ISSN 1308-8483
Uyuyan Bir Fok Gibi Sessizce Bekle / Nurdan ÇAKIR TEZGİN
"Herkesin uykuya daldığı... ">
  Yayın Tarihi: 8.12.2006    


Uyuyan Bir Fok Gibi Sessizce Bekle


Geceyi; "Dolunayın kendi evresinde tepsilendiği geceyi uyanık bekle" demişti kahin kadın; "Bekle, uyuyan bir fok gibi sessizce bekle! "

"Herkesin uykuya daldığından emin olduğunda usulca yaklaş tekneye" dediğini duyar gibiyim hayal meyal. Filikalar teknelere bitişiktir bizim sularda, analı kuzulu koyunlar gibidir çekmezler kıça.

Rüya gören denizcilerin uykusu derin olur derler, o yüzden rüya gören uykucu denizcileri en geri plandaki işlere verirler. Onlardan, yani uykuculardan asla kaptan olmaz, dümenci de olmaz, gözcü katiyen olmaz. Rüya görmenin ve anlatmanın pek muteber olmadığı herkesçe bilindiğinden, gemiciler arasında hurafe hikayeler masallar anlatılır uzun yolculuklarda. Günler süren yolculuğumuzun ardından yuvamızda demirliyiz bugünlerde. Yiyip içip, sarhoş olup uyuyoruz gece gündüz. Analarımızın, karılarımızın koynunda evimizdeyiz…

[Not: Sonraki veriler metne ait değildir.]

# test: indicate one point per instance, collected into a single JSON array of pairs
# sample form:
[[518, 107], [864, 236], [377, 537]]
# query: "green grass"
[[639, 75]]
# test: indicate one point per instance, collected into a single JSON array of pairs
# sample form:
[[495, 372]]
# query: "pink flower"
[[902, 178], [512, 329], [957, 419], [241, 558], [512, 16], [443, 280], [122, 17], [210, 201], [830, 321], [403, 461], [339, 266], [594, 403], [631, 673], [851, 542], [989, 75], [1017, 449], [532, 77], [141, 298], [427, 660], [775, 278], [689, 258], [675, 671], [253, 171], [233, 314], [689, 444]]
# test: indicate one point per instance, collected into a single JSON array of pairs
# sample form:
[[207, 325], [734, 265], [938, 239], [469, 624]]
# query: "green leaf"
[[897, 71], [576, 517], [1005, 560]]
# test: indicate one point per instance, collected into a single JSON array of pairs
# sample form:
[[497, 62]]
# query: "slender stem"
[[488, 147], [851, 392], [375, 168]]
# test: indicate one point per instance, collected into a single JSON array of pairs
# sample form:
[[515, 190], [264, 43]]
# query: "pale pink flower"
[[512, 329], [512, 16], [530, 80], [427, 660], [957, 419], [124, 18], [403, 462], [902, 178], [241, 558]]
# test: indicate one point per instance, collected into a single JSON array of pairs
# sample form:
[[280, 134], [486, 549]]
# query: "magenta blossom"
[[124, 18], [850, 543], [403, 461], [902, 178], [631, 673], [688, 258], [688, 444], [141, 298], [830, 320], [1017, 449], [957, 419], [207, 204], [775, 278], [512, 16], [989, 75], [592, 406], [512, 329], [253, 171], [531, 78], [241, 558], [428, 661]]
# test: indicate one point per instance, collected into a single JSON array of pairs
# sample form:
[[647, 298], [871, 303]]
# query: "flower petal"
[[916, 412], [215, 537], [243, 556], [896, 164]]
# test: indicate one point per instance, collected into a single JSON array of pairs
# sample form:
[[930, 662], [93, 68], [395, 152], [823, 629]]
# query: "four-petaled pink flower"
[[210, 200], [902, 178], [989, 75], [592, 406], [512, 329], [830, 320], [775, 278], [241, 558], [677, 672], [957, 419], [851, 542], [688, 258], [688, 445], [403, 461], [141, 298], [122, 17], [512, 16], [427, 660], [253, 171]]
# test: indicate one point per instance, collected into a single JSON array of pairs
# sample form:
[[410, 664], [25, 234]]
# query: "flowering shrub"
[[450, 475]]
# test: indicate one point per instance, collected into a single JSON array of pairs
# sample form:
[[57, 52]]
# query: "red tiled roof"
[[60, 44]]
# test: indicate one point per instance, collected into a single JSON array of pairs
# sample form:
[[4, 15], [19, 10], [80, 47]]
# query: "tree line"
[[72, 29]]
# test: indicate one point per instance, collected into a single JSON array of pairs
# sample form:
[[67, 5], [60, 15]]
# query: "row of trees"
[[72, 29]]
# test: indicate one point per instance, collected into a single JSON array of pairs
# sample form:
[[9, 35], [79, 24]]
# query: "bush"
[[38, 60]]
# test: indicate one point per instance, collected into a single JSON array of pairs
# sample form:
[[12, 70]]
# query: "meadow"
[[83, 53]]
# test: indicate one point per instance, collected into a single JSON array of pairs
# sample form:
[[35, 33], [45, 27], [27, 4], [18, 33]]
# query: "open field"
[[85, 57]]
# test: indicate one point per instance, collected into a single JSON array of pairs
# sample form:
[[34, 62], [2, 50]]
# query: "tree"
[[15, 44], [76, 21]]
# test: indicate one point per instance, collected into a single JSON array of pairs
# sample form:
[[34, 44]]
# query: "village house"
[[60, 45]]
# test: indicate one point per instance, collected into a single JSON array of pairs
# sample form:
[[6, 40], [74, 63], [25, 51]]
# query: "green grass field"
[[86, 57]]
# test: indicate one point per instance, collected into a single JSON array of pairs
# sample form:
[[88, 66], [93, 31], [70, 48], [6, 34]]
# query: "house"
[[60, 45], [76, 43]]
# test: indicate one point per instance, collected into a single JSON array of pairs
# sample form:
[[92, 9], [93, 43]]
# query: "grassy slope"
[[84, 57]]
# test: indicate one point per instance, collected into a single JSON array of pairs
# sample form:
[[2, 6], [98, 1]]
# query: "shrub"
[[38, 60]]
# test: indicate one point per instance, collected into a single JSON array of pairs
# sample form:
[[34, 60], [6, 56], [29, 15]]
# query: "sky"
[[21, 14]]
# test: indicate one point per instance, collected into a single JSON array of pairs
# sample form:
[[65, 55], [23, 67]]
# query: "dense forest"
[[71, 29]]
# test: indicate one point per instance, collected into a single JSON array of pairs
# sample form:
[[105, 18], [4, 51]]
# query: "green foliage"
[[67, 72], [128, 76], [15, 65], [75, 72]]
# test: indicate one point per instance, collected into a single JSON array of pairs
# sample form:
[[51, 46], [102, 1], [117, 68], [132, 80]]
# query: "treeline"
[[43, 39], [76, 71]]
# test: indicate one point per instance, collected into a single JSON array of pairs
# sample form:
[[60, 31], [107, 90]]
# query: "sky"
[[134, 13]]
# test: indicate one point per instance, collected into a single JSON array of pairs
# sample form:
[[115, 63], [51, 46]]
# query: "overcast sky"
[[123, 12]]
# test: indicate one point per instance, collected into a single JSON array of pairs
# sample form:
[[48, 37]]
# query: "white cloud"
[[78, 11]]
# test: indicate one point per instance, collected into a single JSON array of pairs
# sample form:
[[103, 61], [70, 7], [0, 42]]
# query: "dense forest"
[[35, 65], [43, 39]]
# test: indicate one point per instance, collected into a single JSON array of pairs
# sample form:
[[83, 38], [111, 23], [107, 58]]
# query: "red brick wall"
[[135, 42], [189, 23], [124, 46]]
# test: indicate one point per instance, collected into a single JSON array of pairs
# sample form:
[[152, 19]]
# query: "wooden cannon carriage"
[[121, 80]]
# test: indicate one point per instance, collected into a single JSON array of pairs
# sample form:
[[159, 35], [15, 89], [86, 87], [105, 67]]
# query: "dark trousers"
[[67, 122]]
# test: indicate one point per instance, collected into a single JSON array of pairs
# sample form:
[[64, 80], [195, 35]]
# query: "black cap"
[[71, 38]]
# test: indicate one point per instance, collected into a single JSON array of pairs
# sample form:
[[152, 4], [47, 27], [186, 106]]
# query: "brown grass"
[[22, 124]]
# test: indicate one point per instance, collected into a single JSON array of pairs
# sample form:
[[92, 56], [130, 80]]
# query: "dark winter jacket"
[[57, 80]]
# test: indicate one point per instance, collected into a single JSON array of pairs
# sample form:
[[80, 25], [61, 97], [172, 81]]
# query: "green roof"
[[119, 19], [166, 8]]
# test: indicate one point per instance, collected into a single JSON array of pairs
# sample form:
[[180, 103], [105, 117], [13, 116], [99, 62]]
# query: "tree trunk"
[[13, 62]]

Sallanıyoruz ayakta, karada olmak dokunur denizci milletine! Ayaklarımız teknenin tahta yüzeyine değmelidir illa, olmuyor böyle uyumadan geçmiyor günler karada. Rüyalar da görüyoruz anlatmasak da kimselere, büyücü Kirke hepimizin rüyalarında. Çağırıyor karılarımızın kollarından bizi denize…

Ne demişti kahin kadın rüyamda; "Dolunayın evresine girip tepsilendiği geceyi uyanık bekle, uykuya çekilmiş bir fok gibi sessizce bekle!"

Hiç uyumadım ilk akşamdan buyana, zamanıdır deyip sessizce süzüldüm denize. Sandaletlerim elimde yalınayak yürüyerek geçtim agorayı. Şarapçı Yanri'ni, sızıp devrilmiş pis sarhoşlarını gördüm her biri diğerinin üstünde. Şarap kokuyor bütün meydan...

Şarap, beklemiş balık ve kokmuş sülünes karışmış havaya. Ağırlaşan hava sıcağın da etkisiyle turşulaşmış kenevire benziyor. Hiç esinti yok. Sarhoşlar evlerine gidememişler, gitseler de karıları almazdı ya içeri! Hiçbirinin karısı pis sarhoş kocalarını ayılmadan almazlar yataklarına. Bu adettir bizim buralarda.

Şarap kokan sarhoşların arasından usulca geçtim. Aman uyanmasınlar!
Önce tekneye atladım sonra filikaya. Kürek çekmekten hoşlanırım taa dört beş yaşlarımdan beri. Aklım erdi ermedi en mızmızlandığım şeydi babamın ruhu Poseidon'a emanet, illa da çekmek isterdim denizin en ortasında kürekleri .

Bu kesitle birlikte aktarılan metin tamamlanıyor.